Every eukaryotic cell is covered with a complex ensemble of glycans attached to both proteins and lipids of plasma membrane altogether comprising cell glycocalyx. Our recent studied demonstrated that cell death is accompanied with dramatical changes in glycocalyx content. One can target these changes for detection of dying cells & modulating immune response against them; moreover, some pathogens also utilize changes in cell glycocalx to penetrate host cells and colonize them.

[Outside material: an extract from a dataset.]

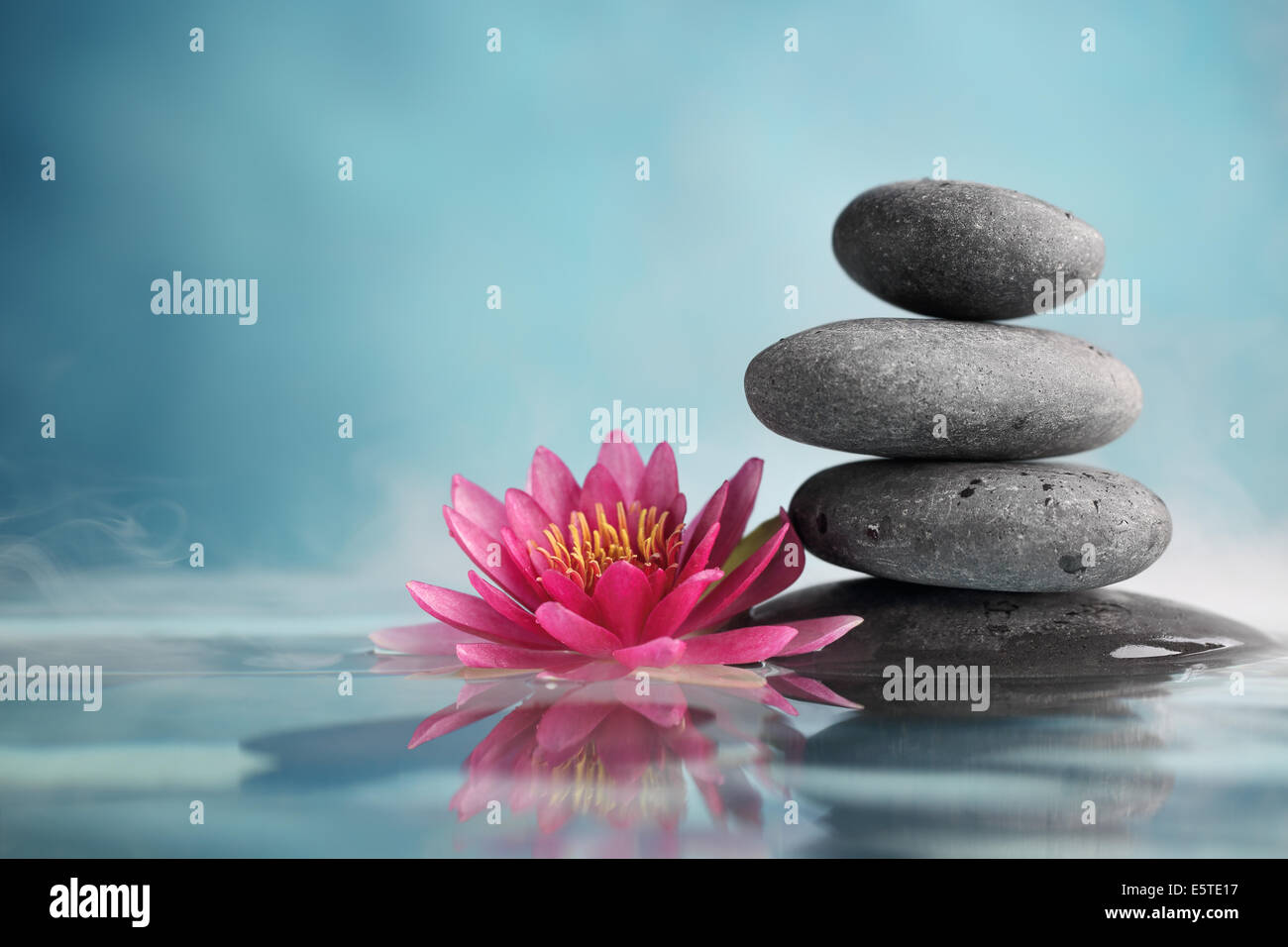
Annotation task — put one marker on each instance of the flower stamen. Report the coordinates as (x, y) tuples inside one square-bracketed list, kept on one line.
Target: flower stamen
[(636, 535)]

Apoptotic cells produce of two types of apoptotic cell-derived membranous vesicles (ACMV) (Bilyy, JBC, 2012), each bearing distinct glycosylation patterns, and they posses distinct role in the immune response and host-pathogen interactions. Formation of 2 types of ACMV are related to two active pathways of modification of glycocalyx in dying cells: a) caspase-dependent activation of plasma membrane-assosiated neuraminidases leads to the formation of desialylated glycoepitopes on ACMV originating from plasma membrane (PM); b) with the aim to compensate membrane surface loss due to apoptotic blebbing dying cells expose on their surface immature membranes of endoplasmic reticulum (ER), bearing a moiety of oligomannosidic glycans. PM-derived ACMV are usually big (>3µm) and contain nuclear material (histone and DNA), which actively translocates into the ACMV at the late stages of formation. ER-derived ACMV possess oligomannnosidic glycans, attributable to ER, that represent immunologically novel epitopes rapidly cleared by macrophages. Exposure of ACMV-contained nuclear material may support the formation of anti-nuclear (anti-histone and anti-DNA) antibodies in disorders, associated with impaired clearance, like SLE. At the same time adherent-invasive Escherichia coli (AIEC) cells, causing uropthatogenic infections and Crohn’s disease, are known to utilize oligomannose-specific lectin FimH at the tip of their fimbriae to adhere to the host cells. Interaction of AIEC with host cells induces formation of ER-derived ACMV by the latter and fosters bacterial attachment to host cells and their colonization.